Improving Throughput and Performance
Bonsai implements connection management as a metered plan resource. Our connection management proxy is designed to help model and encourage best practices for using Elasticsearch efficiently at different cluster sizes.
This document outlines several additional strategies that users can take to maximize the performance and throughput for their cluster.
Implement HTTP Keep-alive
Normally when an application makes a request to the cluster, it needs to perform a lot of steps. Very generally, it looks like this:
- Set up the connection locally
- Reach the target server
- Establish a secure communication protocol via SSL/TLS (this step is actually a dozen smaller steps, see The SSL/TLS Handshake for an infographic)
- Send the authentication credentials and the request
- Wait for a response
- Receive the response
- Tear down the connection
- Return the response to the application
As you can see, there is quite a bit of overhead to accomplish a simple search request. There is an optimization to be made here, called HTTP keep-alive. Essentially, the application opens a persistent connection to the cluster and may send and receive multiple search requests over it without the need to perform redundant tasks like negotiating a cryptographic protocol.

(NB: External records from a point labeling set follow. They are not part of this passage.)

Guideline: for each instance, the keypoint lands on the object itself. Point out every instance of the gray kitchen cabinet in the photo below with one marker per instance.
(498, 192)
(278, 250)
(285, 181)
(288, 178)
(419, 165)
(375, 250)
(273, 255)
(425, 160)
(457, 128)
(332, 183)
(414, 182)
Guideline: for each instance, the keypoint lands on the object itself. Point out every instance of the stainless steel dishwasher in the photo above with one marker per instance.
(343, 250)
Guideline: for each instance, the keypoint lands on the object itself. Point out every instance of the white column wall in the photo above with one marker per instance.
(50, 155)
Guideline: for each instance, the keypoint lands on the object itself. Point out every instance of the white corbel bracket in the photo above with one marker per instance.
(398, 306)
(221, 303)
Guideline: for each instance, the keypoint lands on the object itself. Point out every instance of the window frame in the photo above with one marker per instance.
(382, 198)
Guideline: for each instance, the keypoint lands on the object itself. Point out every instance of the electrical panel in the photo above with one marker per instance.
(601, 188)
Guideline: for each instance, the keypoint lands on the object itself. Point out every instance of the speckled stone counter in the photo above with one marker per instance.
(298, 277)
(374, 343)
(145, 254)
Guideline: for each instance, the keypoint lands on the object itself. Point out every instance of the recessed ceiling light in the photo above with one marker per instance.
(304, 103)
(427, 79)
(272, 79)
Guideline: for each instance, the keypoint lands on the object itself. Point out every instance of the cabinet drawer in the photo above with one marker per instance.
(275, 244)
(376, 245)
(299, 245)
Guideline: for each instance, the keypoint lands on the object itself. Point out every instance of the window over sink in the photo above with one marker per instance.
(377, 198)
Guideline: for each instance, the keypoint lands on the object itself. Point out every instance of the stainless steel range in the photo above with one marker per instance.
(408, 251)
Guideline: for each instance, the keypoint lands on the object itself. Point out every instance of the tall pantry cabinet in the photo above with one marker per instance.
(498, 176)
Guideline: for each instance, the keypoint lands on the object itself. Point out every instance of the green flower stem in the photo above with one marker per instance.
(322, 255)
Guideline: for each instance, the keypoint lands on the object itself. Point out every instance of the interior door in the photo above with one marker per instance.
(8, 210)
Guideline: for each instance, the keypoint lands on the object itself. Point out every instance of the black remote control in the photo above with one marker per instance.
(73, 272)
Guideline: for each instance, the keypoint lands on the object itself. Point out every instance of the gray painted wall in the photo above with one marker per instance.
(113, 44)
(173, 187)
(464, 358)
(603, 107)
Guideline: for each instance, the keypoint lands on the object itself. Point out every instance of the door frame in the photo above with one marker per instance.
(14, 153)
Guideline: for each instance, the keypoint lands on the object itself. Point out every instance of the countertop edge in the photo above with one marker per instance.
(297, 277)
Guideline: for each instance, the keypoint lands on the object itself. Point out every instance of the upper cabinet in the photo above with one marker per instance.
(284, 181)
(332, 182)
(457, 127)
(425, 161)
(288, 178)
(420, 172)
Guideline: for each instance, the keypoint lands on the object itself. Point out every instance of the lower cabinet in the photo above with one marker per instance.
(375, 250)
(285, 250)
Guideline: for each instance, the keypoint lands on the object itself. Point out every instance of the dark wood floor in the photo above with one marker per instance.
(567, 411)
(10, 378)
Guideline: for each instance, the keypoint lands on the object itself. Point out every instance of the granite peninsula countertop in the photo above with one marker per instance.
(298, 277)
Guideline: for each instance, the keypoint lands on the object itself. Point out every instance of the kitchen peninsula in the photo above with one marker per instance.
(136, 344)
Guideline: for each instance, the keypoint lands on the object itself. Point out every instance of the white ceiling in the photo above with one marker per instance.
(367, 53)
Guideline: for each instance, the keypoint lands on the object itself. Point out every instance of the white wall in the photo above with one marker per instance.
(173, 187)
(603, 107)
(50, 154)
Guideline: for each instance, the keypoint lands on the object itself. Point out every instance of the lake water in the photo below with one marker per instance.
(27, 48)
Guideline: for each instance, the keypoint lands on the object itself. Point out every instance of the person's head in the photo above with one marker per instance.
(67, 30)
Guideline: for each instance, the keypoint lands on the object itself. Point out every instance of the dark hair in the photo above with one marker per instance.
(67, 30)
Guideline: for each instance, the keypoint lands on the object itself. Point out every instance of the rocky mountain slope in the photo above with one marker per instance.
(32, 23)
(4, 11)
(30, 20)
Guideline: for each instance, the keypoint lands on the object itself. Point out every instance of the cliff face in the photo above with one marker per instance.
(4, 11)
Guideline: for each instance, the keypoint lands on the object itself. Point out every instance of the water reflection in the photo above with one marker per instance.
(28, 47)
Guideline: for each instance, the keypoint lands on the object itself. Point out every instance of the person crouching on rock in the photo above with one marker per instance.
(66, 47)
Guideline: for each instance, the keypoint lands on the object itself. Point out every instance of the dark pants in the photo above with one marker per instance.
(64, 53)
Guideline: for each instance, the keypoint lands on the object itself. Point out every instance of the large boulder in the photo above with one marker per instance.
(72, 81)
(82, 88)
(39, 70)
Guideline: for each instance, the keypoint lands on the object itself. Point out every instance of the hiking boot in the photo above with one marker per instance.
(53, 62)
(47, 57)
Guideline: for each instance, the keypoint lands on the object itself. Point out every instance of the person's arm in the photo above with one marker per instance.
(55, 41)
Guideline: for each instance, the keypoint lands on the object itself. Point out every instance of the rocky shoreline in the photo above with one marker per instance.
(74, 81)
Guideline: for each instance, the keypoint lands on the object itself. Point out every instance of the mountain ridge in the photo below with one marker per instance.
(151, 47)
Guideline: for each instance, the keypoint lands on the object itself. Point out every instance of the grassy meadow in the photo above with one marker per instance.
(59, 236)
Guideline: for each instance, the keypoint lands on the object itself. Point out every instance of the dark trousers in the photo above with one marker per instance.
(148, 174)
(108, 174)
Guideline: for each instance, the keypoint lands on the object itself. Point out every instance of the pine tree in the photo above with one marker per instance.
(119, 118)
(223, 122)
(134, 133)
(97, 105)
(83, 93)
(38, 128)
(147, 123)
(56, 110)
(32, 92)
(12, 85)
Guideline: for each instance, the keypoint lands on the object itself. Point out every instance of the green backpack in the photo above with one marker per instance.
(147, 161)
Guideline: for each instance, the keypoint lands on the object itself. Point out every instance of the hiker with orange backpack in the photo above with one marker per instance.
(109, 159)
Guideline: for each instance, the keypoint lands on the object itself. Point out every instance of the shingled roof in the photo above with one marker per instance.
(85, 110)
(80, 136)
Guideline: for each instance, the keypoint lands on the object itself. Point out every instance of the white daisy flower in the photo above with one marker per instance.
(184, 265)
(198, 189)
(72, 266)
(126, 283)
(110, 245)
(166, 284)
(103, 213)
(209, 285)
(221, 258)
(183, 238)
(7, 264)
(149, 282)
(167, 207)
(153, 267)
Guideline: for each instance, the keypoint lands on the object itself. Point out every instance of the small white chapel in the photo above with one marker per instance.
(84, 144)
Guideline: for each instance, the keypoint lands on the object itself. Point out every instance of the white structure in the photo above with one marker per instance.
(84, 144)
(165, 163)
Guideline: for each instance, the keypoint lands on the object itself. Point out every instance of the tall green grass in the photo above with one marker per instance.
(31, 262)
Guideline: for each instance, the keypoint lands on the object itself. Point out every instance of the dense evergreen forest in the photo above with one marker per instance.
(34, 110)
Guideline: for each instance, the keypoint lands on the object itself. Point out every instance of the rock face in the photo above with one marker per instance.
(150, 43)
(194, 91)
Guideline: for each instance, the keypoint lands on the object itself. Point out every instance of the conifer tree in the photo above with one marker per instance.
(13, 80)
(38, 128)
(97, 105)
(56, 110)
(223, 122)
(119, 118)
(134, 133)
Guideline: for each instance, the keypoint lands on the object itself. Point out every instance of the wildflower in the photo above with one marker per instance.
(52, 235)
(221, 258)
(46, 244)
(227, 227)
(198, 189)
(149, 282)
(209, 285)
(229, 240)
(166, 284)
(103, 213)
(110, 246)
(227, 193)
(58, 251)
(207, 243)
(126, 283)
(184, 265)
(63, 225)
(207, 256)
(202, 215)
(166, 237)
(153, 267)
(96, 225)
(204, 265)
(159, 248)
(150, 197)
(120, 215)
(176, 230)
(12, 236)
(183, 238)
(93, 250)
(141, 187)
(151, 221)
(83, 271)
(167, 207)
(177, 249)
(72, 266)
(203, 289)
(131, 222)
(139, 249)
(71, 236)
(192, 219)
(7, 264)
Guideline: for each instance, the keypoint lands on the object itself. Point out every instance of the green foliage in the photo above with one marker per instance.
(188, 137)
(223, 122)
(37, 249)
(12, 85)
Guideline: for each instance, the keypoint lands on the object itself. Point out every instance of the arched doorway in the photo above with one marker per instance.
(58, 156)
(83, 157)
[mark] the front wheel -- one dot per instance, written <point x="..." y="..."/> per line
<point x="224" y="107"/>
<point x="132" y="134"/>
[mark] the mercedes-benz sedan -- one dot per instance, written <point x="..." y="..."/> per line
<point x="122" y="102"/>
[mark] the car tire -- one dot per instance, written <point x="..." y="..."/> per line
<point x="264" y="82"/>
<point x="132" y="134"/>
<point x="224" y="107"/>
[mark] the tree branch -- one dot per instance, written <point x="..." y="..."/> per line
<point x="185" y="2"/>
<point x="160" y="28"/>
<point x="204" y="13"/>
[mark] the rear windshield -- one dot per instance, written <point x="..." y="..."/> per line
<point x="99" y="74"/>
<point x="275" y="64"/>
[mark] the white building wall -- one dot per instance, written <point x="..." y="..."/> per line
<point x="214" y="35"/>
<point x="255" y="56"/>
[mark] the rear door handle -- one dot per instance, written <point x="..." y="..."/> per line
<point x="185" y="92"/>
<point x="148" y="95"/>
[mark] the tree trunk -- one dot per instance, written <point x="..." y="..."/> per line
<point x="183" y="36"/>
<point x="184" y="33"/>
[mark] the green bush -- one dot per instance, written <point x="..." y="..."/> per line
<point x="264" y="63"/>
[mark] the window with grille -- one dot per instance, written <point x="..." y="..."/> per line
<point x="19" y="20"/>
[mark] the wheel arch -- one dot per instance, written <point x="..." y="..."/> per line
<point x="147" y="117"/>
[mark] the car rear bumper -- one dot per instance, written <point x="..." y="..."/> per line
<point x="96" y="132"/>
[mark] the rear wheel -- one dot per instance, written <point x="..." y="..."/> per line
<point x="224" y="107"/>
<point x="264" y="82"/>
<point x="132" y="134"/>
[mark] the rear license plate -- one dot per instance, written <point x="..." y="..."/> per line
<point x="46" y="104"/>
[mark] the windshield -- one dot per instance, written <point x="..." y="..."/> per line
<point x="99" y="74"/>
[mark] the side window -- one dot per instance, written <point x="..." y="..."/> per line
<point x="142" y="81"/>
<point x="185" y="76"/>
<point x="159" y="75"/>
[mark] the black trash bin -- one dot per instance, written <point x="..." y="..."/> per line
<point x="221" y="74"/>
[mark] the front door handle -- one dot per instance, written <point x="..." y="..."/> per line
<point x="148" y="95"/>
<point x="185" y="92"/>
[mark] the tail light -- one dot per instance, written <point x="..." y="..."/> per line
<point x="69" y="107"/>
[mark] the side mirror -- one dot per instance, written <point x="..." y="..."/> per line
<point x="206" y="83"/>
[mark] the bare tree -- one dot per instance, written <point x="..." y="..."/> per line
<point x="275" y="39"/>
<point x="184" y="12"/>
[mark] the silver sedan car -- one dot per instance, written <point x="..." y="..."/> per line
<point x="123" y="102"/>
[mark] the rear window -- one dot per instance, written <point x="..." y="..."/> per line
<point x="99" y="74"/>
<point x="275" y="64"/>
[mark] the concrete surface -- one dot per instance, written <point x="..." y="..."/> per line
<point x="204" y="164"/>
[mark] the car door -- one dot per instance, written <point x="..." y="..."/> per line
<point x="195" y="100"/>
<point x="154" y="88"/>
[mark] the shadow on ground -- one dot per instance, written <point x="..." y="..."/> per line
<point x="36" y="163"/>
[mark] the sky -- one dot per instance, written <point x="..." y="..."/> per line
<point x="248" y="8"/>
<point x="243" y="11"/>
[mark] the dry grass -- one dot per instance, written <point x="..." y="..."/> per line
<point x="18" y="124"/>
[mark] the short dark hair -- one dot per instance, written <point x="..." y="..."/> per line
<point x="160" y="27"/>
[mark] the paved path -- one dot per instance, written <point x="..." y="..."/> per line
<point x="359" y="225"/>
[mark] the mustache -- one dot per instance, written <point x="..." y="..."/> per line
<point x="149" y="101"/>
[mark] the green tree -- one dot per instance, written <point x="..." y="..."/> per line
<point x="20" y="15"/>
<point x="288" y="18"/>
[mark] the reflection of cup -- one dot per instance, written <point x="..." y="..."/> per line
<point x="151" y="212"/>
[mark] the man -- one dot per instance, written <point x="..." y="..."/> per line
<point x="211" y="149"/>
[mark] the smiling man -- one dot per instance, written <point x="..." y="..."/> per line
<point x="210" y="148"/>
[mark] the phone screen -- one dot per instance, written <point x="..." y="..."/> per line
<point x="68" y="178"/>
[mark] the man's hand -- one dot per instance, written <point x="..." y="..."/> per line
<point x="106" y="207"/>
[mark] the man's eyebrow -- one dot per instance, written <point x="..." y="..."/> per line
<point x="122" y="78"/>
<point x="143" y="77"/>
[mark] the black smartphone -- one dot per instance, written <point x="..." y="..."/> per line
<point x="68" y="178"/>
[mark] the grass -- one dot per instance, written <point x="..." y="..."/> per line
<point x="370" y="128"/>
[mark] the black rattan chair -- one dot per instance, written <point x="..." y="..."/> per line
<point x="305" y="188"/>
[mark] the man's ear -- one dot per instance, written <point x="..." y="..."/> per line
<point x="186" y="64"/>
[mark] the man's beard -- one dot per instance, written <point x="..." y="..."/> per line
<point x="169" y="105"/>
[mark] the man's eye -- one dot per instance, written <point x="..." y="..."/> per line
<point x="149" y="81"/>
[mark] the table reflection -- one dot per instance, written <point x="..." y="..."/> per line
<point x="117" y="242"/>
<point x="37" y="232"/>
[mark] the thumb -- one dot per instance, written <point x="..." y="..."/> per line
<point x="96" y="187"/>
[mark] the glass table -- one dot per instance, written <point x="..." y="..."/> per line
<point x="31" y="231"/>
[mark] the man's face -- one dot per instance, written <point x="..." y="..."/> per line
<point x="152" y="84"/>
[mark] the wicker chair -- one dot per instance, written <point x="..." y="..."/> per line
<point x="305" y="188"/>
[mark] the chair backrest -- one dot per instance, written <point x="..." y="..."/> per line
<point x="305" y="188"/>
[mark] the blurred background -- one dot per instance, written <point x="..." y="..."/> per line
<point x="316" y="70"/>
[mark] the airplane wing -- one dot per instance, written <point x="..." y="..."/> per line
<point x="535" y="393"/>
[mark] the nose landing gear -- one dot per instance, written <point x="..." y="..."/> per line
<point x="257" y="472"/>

Persistent connections are “free” on Bonsai; the concurrency allowances only apply to active, in-flight connections. Otherwise idle HTTP keep-alive connections are not tracked toward this limit. Users should maintain a reasonably sized pool of keep-alive connections to reduce the setup cost of each connection and reduce the average latency.
This strategy saves a significant amount of overhead and reduces overall request latencies substantially. Some benchmarks of applications in production have seen a 20-25% improvement in throughput (requests per second) by implementing HTTP keep-alive.
In the ideal implementation, the application would have access to a local pool of persistent connections, from which it would draw to perform search requests. The local pool would also queue requests when all persistent connections are in use. This implementation would allow the developer to fine-tune the local pool size to minimize latency without exceeding the concurrency allowance for the cluster’s plan.
Consult the documentation for your Elasticsearch client for more details on implementing this feature.
Utilize a Durable Message Queue
For best performance and reliability, updates to data should be pushed into a durable message queue for asynchronous grouping and processing in batches. Some examples of message queues are: Apache Kafka, AWS Kinesis, IronMQ, Disque, Redis, Rescue, and RabbitMQ.
These services are resistant to network partitions and random node outages. There may be times, particularly on multi tenant class clusters, where a node is randomly restarted. Consider a case where an application pushes updates directly in to Elasticsearch. Such an interruption, even for a few seconds, could lead to error logs and emails about HTTP 503 responses.
But with a message queue acting as an intermediary, temporary connection issues are resolved automatically, and the application does not need to bubble up errors to the user or administrators. A message queue can also avoid the overhead of single-document updates by passing updates in batches. This strategy is one way to avoid an HTTP 429 response.
Prefer Bulk Updates Over Single-Document Updates
It’s worth noting that Bonsai distinguishes Bulk API updates from other writes. This is because the Bulk API is the more efficient means of data ingress into Elasticsearch, and is the preferred means of data ingest to the cluster. Single-document updates are helpful for maintaining synchronization over time, but should be avoided as a means for mass ingest.
Batch sizes should be determined experimentally based on your document size. A good heuristic is to aim for a batch size that takes approximately 1 second to complete. If requests are slower than one second, reduce the batch size. If requests are consistently faster than one-second, add more documents to the batch size. Repeat until bulk updates average about 1 second.